Beitrag zum nachhaltigen Handeln

• In nachhaltiger Bewirtschaftung erzeugen die Wälder in Deutschland jährlich die 1,5 fache Menge des gegenwärtigen Jahreseinschlags. Verstärkte Nutzung zugunsten gesteigerten Holzeinsatzes beim Bauen ist möglich. Die solarbetriebene Holzproduktion in den Wäldern entlastet die Umwelt und ist Teil eines klimaschonenden CO 2 -Kreislaufs

• Die Herstellung der Holzprodukte wie Schnittholz, Holzwerkstoffe und Dämmstoffe auf Holzbasis erfordert geringen Energieeinsatz. Die Rohstoffbasis wird fast zu 100% genutzt. Energiegewinnung aus Kuppelprodukten bewirkt hohen Selbstversorgungsgrad der holzbearbeitenden Unternehmen mit Energie

• Transport der kurzen Wege und leichte Verarbeitung sorgen für geringen Energieaufwand bei Herstellung und Montage von Holzbauteilen

• Holzbauweisen sind flexibel. Holzhäuser können auf schwierigen Grundstücken errichtet werden. Holzkonstruktionen sind schlank. Bei gleicher Bruttogrundfläche erlauben sie bis zu 10% mehr Wohnfläche als konventionelle Bauten.

Passivhaus

Passivhaus in Holzbauweise
Foto: Gernot Vallentin

In der Nutzung setzt sich das Nachhaltigkeitskonzept fort:

• Holzhäuser besitzen hohen Wärmeschutz. 3-Liter-Häuser und Passivhäuser werden überdurchschnittlich oft in Holzbauweise errichtet.

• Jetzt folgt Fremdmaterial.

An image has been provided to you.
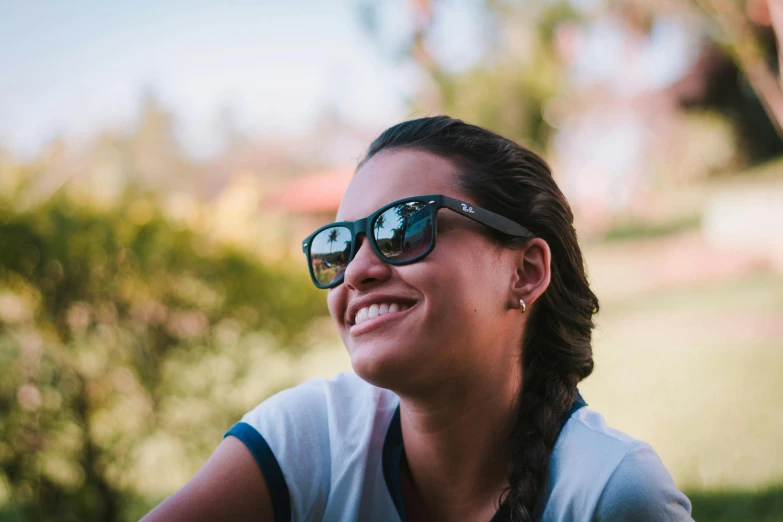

• Der Restenergiebedarf lässt sich z.B. mit Holzpelletsheizung decken. Die Verbrennung von Holz schont fossile Energieträger und erfolgt CO 2 -neutral.

• Holzhäuser sind flexibel in der Nutzung und lassen sich einfach ändern, modernisieren und erweitern. Der Austausch einzelner Teile ist problemlos möglich.

• Holzhäuser haben eine technische Lebensdauer von Jahrhunderten. Heutige Holzhäuser werden hinsichtlich der Gesamtnutzungsdauer (GND = Basis der Wertermittlung) mit 80 - 100 Jahren genauso eingestuft wie Häuser anderer Bauweisen.

• Holz und Holzprodukte sind Leitwerkstoffe in der Modernisierung bestehender Gebäude.

• Holzbauteile lassen sich wiederverwenden. Nach dem Ende stofflicher Nutzung realisiert die thermische Verwendung das Energiepotenzial des Holzes und gibt das CO 2 für den natürlichen Kreislauf wieder frei.